Rabbis will be required to obtain federal prescription permits in dispensing sacramental wine, according to new regulations which will become effective within the next few weeks. Instead of personally dispensing wines to members of their congregations, as is the case at present, the rabbis will in the future be supplied with books of prescription blanks, similar to those issued to physicians, in quantities required for their congregations, and the prescriptions will be rigidly checked up by officials of the permit bureau of the prohibition department.
Prohibition Administrator McCampbell said last week that under the new system the rabbis will first have to submit a list of the members of their congregations and the number of permits which they will receive will depend upon the size of the lists.
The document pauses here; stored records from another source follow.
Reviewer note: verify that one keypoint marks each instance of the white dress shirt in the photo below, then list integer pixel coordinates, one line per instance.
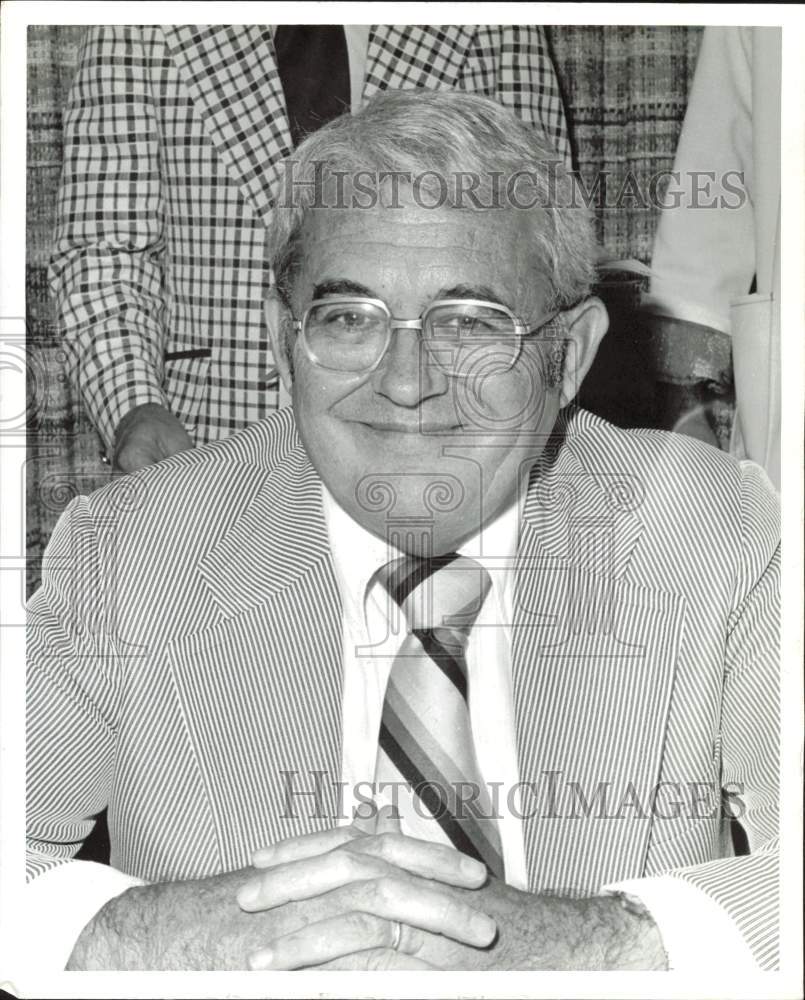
(61, 902)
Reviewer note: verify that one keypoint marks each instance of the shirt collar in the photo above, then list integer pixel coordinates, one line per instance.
(358, 554)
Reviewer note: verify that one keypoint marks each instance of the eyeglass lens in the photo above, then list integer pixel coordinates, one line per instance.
(458, 337)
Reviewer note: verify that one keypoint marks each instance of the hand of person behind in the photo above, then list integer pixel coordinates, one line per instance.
(147, 434)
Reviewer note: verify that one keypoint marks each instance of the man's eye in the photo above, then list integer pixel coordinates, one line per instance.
(465, 325)
(348, 319)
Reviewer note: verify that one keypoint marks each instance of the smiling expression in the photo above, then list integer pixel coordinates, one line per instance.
(407, 444)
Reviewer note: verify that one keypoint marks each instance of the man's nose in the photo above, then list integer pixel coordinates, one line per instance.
(406, 376)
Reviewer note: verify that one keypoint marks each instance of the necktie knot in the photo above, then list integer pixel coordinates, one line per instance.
(441, 593)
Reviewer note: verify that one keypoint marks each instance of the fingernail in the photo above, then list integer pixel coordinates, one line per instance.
(472, 868)
(484, 927)
(261, 959)
(248, 894)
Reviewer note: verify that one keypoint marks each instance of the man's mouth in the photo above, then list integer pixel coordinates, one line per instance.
(412, 427)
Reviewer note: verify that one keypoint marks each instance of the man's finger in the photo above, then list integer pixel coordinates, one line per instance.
(299, 848)
(307, 878)
(315, 873)
(440, 862)
(334, 938)
(388, 821)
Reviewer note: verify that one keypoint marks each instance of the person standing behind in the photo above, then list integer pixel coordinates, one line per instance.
(174, 138)
(716, 260)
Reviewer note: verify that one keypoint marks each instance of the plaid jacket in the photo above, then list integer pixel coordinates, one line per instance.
(173, 143)
(178, 665)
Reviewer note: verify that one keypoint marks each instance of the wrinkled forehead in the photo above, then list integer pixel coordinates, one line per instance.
(410, 250)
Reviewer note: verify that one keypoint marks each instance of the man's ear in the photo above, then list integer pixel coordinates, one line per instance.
(279, 323)
(584, 328)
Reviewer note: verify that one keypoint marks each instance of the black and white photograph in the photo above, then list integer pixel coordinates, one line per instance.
(397, 441)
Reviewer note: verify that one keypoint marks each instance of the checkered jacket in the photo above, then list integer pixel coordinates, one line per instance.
(174, 138)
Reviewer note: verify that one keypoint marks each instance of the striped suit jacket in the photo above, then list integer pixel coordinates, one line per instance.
(174, 141)
(185, 651)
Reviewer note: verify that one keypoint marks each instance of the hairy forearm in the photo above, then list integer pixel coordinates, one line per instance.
(192, 925)
(603, 932)
(557, 933)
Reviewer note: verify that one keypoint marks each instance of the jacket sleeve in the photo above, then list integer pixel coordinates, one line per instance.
(513, 64)
(748, 887)
(72, 684)
(106, 270)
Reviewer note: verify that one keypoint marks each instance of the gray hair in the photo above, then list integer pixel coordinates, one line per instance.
(444, 134)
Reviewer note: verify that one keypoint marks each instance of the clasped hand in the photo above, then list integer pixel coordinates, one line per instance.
(359, 887)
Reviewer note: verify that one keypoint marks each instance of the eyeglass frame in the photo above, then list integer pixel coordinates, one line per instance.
(521, 330)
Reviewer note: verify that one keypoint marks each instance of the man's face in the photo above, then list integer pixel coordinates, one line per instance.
(407, 447)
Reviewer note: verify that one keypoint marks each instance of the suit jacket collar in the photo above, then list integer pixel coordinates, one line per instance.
(572, 517)
(403, 56)
(593, 651)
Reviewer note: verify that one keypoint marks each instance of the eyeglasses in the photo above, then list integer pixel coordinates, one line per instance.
(463, 337)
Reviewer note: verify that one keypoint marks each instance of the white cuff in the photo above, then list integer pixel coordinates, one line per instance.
(59, 904)
(695, 930)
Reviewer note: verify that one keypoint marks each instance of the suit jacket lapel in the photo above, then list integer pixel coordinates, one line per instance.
(593, 661)
(403, 56)
(231, 74)
(261, 689)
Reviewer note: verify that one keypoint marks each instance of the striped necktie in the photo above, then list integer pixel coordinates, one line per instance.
(425, 735)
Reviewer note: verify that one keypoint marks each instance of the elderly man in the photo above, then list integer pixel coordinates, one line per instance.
(434, 607)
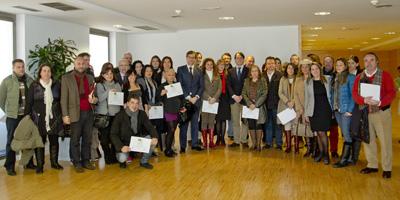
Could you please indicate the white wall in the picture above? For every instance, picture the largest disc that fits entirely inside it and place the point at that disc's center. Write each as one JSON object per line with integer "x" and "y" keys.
{"x": 34, "y": 30}
{"x": 118, "y": 46}
{"x": 280, "y": 41}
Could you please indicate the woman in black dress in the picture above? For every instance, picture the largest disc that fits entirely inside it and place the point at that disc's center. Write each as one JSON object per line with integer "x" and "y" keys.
{"x": 318, "y": 109}
{"x": 43, "y": 104}
{"x": 150, "y": 92}
{"x": 224, "y": 109}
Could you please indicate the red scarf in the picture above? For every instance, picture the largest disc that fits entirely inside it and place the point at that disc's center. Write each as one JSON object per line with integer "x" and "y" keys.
{"x": 223, "y": 82}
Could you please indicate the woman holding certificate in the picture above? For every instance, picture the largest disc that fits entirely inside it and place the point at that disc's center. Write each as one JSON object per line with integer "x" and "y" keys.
{"x": 150, "y": 91}
{"x": 106, "y": 85}
{"x": 300, "y": 123}
{"x": 286, "y": 96}
{"x": 172, "y": 106}
{"x": 254, "y": 94}
{"x": 224, "y": 108}
{"x": 318, "y": 109}
{"x": 343, "y": 105}
{"x": 210, "y": 97}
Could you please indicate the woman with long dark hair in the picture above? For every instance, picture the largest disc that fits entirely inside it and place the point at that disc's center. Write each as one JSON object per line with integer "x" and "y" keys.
{"x": 104, "y": 87}
{"x": 318, "y": 109}
{"x": 43, "y": 104}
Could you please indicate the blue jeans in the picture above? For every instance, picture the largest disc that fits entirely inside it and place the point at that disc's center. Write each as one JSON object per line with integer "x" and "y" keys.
{"x": 344, "y": 124}
{"x": 123, "y": 157}
{"x": 11, "y": 125}
{"x": 194, "y": 130}
{"x": 272, "y": 128}
{"x": 230, "y": 128}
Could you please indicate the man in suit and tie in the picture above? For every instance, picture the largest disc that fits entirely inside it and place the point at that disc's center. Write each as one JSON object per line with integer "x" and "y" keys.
{"x": 76, "y": 99}
{"x": 191, "y": 79}
{"x": 236, "y": 76}
{"x": 120, "y": 74}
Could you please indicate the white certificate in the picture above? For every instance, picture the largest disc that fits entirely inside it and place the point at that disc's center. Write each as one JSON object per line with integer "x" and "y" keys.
{"x": 250, "y": 114}
{"x": 210, "y": 108}
{"x": 370, "y": 90}
{"x": 2, "y": 116}
{"x": 139, "y": 144}
{"x": 156, "y": 112}
{"x": 116, "y": 98}
{"x": 174, "y": 90}
{"x": 287, "y": 115}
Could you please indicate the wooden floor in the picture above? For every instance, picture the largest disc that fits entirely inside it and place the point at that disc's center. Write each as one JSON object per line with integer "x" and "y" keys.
{"x": 218, "y": 174}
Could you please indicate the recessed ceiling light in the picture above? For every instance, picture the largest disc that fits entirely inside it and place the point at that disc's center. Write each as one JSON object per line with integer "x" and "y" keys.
{"x": 226, "y": 18}
{"x": 322, "y": 13}
{"x": 211, "y": 8}
{"x": 316, "y": 28}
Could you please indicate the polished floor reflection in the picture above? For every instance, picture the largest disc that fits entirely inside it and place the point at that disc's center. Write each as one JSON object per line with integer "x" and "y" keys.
{"x": 218, "y": 174}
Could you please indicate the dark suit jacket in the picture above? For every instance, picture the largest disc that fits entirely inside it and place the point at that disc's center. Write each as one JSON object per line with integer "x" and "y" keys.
{"x": 273, "y": 89}
{"x": 235, "y": 83}
{"x": 121, "y": 130}
{"x": 119, "y": 80}
{"x": 191, "y": 85}
{"x": 70, "y": 100}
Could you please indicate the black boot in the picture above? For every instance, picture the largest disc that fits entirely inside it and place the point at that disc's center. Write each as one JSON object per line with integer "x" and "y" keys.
{"x": 356, "y": 147}
{"x": 343, "y": 162}
{"x": 39, "y": 153}
{"x": 30, "y": 164}
{"x": 54, "y": 157}
{"x": 310, "y": 141}
{"x": 318, "y": 156}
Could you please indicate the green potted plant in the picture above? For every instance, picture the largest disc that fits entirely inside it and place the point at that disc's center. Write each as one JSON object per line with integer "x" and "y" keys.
{"x": 59, "y": 54}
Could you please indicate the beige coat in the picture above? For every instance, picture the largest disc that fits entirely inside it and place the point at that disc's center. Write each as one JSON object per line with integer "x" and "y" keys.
{"x": 212, "y": 88}
{"x": 262, "y": 92}
{"x": 299, "y": 95}
{"x": 286, "y": 94}
{"x": 70, "y": 104}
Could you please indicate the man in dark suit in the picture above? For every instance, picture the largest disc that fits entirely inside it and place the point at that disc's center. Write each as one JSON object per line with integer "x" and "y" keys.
{"x": 272, "y": 129}
{"x": 236, "y": 76}
{"x": 76, "y": 99}
{"x": 191, "y": 79}
{"x": 120, "y": 74}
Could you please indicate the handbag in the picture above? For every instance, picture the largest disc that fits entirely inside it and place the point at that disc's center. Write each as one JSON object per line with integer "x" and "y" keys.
{"x": 102, "y": 121}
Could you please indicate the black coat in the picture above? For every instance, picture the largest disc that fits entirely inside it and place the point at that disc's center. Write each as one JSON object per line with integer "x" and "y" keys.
{"x": 37, "y": 109}
{"x": 273, "y": 90}
{"x": 171, "y": 105}
{"x": 121, "y": 130}
{"x": 235, "y": 84}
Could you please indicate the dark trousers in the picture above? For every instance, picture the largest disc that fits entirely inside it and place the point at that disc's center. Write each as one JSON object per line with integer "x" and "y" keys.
{"x": 80, "y": 152}
{"x": 106, "y": 145}
{"x": 11, "y": 125}
{"x": 194, "y": 131}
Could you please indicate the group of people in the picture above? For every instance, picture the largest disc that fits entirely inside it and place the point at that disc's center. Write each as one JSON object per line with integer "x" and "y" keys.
{"x": 324, "y": 95}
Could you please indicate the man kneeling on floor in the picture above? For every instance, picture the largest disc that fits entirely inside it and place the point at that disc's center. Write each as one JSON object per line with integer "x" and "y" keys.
{"x": 132, "y": 122}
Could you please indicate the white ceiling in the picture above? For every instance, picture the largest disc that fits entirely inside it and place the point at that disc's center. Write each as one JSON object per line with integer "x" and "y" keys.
{"x": 361, "y": 19}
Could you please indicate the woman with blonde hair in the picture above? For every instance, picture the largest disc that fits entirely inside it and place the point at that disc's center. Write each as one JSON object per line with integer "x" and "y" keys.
{"x": 254, "y": 94}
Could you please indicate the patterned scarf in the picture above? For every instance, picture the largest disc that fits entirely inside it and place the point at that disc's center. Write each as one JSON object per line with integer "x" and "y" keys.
{"x": 376, "y": 81}
{"x": 48, "y": 102}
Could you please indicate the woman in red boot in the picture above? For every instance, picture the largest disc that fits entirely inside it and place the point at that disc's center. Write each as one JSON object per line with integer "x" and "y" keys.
{"x": 212, "y": 91}
{"x": 286, "y": 96}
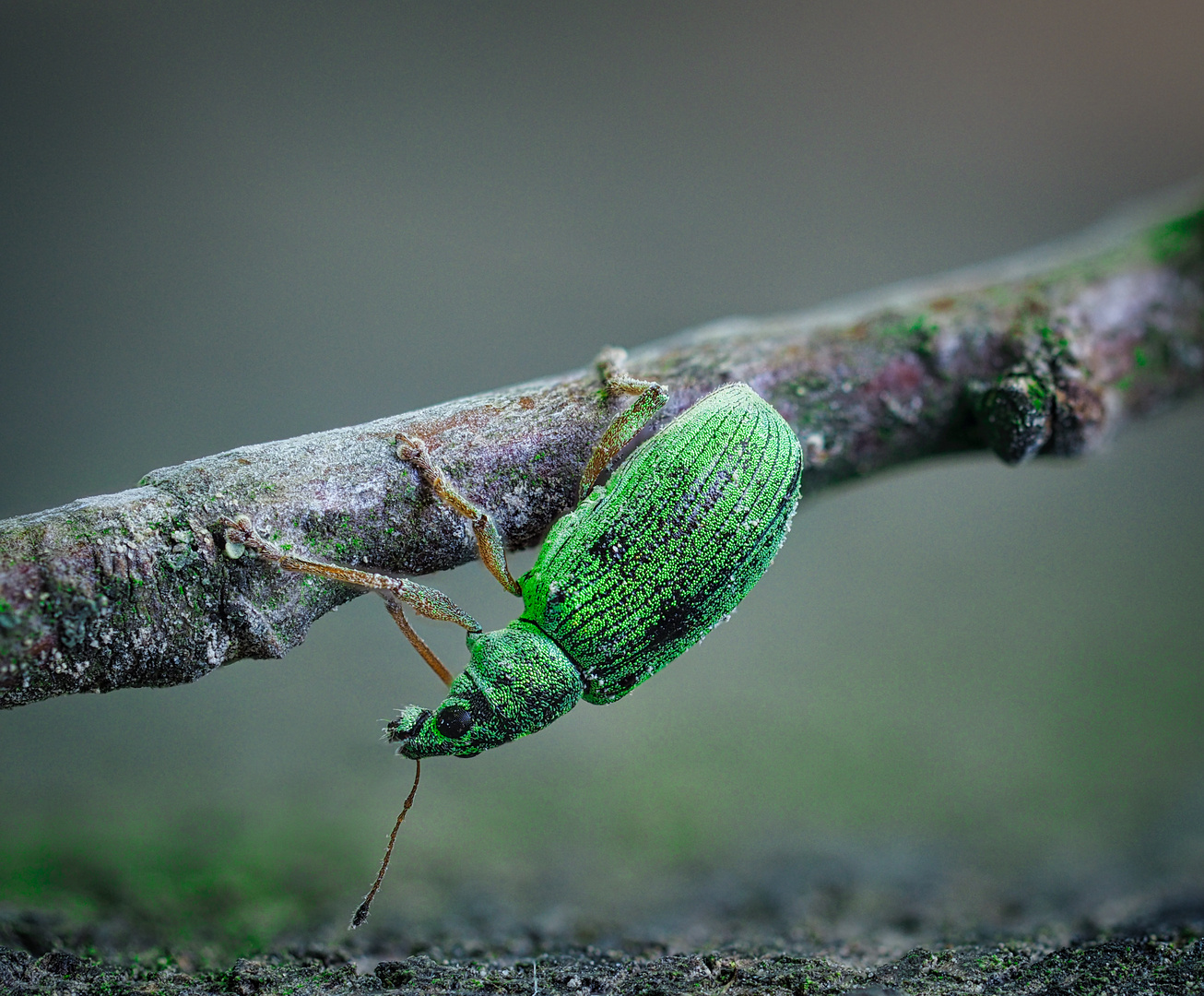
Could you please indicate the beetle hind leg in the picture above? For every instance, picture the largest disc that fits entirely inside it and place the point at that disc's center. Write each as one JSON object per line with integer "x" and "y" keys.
{"x": 489, "y": 540}
{"x": 650, "y": 397}
{"x": 396, "y": 591}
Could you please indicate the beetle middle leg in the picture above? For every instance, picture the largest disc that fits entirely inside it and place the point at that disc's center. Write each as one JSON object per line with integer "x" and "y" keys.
{"x": 650, "y": 397}
{"x": 396, "y": 591}
{"x": 489, "y": 540}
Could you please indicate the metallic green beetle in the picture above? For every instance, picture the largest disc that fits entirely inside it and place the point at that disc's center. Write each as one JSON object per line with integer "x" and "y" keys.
{"x": 643, "y": 569}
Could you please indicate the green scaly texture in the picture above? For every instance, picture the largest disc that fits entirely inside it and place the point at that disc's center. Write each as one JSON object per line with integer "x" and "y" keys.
{"x": 642, "y": 570}
{"x": 646, "y": 566}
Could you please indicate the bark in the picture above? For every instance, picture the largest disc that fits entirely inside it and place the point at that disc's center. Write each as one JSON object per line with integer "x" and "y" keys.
{"x": 1045, "y": 353}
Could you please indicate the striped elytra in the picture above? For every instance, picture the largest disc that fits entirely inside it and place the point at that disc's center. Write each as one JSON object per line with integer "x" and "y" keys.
{"x": 645, "y": 566}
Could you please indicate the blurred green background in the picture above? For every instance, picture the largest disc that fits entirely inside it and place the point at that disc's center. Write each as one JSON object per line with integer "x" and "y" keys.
{"x": 228, "y": 223}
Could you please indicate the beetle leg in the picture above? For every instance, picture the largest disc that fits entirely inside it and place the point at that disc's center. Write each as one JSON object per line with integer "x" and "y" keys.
{"x": 489, "y": 541}
{"x": 426, "y": 601}
{"x": 650, "y": 397}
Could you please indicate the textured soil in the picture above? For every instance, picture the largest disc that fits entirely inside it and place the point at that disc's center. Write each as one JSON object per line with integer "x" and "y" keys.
{"x": 1157, "y": 952}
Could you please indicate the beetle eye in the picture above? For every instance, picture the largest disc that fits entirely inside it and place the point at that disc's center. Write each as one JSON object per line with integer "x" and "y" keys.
{"x": 453, "y": 721}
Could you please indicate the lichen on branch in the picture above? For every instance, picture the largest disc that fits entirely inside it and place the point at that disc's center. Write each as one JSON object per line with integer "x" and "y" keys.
{"x": 1042, "y": 354}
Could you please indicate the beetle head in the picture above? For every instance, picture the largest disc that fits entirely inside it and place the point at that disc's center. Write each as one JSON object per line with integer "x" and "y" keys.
{"x": 516, "y": 682}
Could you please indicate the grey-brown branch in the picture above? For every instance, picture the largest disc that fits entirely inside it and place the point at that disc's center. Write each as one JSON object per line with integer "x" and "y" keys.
{"x": 1045, "y": 353}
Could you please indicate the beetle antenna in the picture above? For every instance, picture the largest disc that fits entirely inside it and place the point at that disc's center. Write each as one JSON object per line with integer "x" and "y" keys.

The permits will then be distributed by the rabbis as they see fit. The list of the members of congregations will be typewritten in alphabetical order, will be taken to the bonded wine dispensing places and the quantities of wine to be dispensed will be checked off against the names. In this way the government hopes to stop the present bootlegging of sacramental wines by unlicensed dealers.
Mr. McCampbell expressed the opinion that the new method will not be protested by the rabbis, since it will relieve them of responsibility and from the task of personally supervising sales of wines. Under the present arrangement rabbis are allowed to withdraw from bonded warehouses the quantities required for the use of their congregations for the religious holidays.